I try to avoid that "food is bad" mentality. I tend to think more about how I can get enough off all the nutrients, all the proteins and fiber and vitamins and minerals my body needs, in the amount of food I can eat. At that point it becomes obvious that I have to eat nutrient-dense food to do that. I can't get what I need if I fill myself up with empty food like white flours, sugars, and processed food. That wouldn't be being a good steward. I'll stick with the stuff God made, it works pretty well at nourishing my body.
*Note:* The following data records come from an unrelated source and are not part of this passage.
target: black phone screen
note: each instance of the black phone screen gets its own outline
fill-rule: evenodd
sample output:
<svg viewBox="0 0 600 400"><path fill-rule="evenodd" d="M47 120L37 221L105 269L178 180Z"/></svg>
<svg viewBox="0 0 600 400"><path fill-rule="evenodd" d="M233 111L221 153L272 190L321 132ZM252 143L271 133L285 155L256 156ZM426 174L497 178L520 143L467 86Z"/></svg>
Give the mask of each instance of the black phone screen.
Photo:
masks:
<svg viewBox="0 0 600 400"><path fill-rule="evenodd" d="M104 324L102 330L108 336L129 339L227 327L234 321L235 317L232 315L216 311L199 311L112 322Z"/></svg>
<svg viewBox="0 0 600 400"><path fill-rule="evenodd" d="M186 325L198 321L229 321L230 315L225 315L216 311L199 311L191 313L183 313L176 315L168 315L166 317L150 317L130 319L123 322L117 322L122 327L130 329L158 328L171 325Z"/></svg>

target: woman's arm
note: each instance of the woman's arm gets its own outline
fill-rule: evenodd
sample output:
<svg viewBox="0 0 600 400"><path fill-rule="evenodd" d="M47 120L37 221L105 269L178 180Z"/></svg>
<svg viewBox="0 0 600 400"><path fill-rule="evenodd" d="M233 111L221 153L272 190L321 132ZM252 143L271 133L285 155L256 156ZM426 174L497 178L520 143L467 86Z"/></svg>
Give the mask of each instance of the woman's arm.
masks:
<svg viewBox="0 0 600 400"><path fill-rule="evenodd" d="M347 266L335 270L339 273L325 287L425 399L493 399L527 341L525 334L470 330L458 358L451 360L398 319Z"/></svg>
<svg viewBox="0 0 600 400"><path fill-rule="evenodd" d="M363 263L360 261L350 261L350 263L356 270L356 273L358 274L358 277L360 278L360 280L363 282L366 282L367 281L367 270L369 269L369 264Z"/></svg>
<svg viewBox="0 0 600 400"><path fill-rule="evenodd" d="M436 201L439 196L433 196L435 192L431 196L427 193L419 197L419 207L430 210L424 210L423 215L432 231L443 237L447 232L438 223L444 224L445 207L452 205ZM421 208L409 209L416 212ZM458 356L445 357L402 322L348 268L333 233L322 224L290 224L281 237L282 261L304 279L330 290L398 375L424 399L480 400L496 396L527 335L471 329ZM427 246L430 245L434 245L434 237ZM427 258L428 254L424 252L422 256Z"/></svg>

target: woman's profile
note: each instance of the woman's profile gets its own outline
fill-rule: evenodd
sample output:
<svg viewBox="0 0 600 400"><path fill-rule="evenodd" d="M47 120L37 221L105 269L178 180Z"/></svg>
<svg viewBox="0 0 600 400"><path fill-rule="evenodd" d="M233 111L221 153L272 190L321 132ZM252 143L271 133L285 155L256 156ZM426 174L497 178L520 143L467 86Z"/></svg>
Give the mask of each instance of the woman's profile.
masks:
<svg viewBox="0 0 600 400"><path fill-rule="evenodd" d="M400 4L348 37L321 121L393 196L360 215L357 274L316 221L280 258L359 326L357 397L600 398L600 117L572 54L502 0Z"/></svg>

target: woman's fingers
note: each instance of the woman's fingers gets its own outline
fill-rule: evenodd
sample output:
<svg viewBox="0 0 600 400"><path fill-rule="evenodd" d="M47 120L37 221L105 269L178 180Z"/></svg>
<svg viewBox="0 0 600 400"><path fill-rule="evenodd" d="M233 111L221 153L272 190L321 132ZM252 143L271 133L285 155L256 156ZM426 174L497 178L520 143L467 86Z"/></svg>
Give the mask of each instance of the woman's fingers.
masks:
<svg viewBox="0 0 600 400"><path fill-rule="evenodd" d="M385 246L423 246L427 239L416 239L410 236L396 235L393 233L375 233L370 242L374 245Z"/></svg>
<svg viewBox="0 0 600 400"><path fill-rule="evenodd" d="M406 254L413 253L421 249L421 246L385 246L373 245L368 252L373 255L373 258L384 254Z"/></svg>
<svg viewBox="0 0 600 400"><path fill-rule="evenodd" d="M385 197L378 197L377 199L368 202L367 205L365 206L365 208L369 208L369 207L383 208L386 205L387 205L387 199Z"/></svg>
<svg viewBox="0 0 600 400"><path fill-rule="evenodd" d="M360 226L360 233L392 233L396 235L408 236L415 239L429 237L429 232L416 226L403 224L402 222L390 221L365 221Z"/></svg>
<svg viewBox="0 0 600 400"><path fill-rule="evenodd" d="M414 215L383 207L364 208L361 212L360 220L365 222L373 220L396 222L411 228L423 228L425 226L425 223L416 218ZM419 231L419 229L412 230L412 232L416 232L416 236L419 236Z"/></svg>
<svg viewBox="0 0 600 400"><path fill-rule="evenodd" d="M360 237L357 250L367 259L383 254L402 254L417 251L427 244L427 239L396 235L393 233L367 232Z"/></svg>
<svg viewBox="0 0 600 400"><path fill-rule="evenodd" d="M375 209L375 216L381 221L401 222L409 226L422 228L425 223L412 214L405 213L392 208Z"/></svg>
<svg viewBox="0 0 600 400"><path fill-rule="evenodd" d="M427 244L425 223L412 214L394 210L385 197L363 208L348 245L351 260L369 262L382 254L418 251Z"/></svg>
But on the other side of that, I can't let healthy eating become an idol either. Whole grains, no matter how much you soak them, will not make me a better Christian. And I can't get so engrossed in nutrition that I begin to spend my time fretting over every little thing I come into contact with. That is where Craig comes in again. He encourages me to do the best I can with the resources I have, and to let the other stuff go. And I know I can trust his judgment so if he says stop worrying, I usually can. That about wraps up my food philosophy, later I'll talk more about what that actually means in our day to day life.

1 comment :

  1. I like the way you think!

    And I don't think there are any good substitutes for real butter, cream and sugar. But that doesn't mean you guzzle those things down; do it like the French; use the best quality ingredients and enjoy them sparingly.